Sunday, April 13, 2014

Ding dong the witch is dead – Democracy shows it’s alive and kicking in Quebec

Pauline Marois planned to fire Jews, Musims and Sikhs,
but on election night, she was the one who got the boot.

Seeing the PQ crushed in the recent Quebec election made me feel like dancing in the streets. 

More than two-thirds of Quebecers voted for federalist parties and against the separatists. And it’s not just that they voted against sovereignty; they voted against the PQ because they don’t even want to talk about sovereignty anymore.

Just as wonderful, we no longer have to look forward to the spectacle of a Canadian provincial government firing people from their jobs because of their religion. The PQ had hoped to ride a wave of xenophobia to a majority government and it didn’t work. Compared to the threat of having to go through another referendum, Quebecers just didn’t care that much about whether people wore hats or hijabs, lids or kippas. 

It’s possible that in the end, the PQ’s “values charter” actually worked against them. For one thing, Quebecers realized that doctors, daycare workers and teachers were actually going to get fired if they refused to remove their kippas, hijabs or turbans.

Incredibly, for weeks, Quebec media let the PQ get away without admitting this – until a PQ candidate came out and proclaimed that of course they’d be firing people. And then Pauline Marois, the PQ leader, admitted it, too: Really, how else can you ban religious symbols unless you’re going to fire people who refuse to take them off?

Once this sank in many Quebecers realized that the whole thing had gone a step too far. Sure, many small town Quebecers are suspicious of people who wear funny hats and won't eat pork, but firing them for this? That's not nice.

Also, Quebecers realized that the PQ could have brought in most of their charter of values without an election at all; that the only point of the election was to get a majority; and then the purpose of values charter would be to force a showdown with Ottawa as a prelude to a referendum. And does Quebec want another crisis? Non, non, non!

Possibly the most significant outcome of the Quebec election was the voter turnout: 72%. That’s huge – much larger than voter turnout for most elections in Canada. Of course, that’s great because it makes the rejection of Quebec independence and of the PQ's xenophobic charter of values even more decisive.  But it also shows that democracy is alive and kicking in Canada.

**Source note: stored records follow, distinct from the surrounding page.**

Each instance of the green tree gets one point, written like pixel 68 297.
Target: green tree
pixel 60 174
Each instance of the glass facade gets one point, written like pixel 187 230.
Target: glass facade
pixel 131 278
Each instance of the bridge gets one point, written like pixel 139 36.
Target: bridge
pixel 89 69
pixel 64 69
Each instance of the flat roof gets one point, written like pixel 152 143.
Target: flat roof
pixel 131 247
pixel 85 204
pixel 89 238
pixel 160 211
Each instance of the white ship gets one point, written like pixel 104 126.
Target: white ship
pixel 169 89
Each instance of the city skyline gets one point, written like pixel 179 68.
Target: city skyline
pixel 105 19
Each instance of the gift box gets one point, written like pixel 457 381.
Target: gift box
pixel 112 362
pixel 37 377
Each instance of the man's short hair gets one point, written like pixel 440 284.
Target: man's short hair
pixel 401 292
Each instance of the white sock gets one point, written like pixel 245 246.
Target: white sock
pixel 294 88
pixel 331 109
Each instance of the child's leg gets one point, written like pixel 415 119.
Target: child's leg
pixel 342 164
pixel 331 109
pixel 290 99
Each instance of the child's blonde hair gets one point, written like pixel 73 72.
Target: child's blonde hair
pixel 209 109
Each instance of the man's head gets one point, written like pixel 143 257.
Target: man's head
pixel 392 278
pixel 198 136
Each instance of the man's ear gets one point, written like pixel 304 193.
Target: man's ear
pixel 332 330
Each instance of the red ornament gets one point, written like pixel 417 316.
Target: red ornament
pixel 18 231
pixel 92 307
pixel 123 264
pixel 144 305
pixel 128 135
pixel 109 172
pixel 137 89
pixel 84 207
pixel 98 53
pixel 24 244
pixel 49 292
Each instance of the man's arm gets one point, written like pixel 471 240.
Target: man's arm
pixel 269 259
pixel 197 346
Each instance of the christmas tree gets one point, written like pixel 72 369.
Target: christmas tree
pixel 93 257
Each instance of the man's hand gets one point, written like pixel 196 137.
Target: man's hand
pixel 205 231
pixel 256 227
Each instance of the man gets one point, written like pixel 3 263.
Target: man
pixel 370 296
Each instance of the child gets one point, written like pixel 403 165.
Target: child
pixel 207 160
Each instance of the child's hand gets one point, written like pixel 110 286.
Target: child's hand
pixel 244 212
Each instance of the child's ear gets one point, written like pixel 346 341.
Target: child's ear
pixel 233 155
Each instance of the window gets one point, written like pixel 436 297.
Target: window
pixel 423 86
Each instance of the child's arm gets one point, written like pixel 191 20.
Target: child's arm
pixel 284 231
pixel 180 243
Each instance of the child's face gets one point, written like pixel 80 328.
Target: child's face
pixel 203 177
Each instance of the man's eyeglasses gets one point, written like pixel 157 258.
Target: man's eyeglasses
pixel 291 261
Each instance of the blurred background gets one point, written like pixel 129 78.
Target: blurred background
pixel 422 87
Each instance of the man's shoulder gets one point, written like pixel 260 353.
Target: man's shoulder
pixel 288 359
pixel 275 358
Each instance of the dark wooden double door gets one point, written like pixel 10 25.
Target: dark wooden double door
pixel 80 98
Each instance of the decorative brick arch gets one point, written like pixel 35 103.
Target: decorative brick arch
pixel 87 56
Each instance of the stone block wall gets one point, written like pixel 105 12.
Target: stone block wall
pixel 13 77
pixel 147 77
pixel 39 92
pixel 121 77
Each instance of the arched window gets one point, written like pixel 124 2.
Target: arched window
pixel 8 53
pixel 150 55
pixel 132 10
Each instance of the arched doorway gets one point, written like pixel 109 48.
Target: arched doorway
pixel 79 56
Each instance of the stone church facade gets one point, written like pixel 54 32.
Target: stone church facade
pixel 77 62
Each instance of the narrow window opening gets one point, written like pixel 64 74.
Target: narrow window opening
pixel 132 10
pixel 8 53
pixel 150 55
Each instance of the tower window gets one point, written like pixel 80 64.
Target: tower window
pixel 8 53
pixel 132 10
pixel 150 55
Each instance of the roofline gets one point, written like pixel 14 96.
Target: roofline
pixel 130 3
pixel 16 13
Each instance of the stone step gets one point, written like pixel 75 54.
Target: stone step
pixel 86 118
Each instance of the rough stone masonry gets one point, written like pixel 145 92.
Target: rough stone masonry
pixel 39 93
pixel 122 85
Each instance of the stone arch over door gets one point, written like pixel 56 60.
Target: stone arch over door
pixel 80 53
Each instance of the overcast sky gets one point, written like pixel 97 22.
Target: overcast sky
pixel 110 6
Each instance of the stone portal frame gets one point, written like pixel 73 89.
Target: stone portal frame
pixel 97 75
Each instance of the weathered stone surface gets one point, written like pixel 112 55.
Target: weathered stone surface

We hear much hand-wringing about how fewer and fewer people vote. Pundits continually suggest it’s because people believe politicians are all equally terrible. That low voter turnouts show a fundamental flaw in our democracy.

This is mostly nonsense. People don’t vote because Canada works well. Countries where almost everyone votes are the countries in the biggest mess. Usually, people are turning out in huge numbers because some recently deposed dictator has been denying them their right to choose their own leaders for decades. Or people turn out in droves because their country is in crisis.

Canada is precisely the opposite. On voting day many people can’t be bothered to go out to the polls because it doesn’t matter enough. Regardless of who gets elected, they’re not going to screw things up too much.

But in Quebec, this formula for voter indifference broke down. The vote did matter. Quebecers decided the PQ was going to create a national crisis (again). So voters came out in great numbers. They crushed the PQ, and buried the nightmare of a sovereign Quebec under an avalanche of ballots.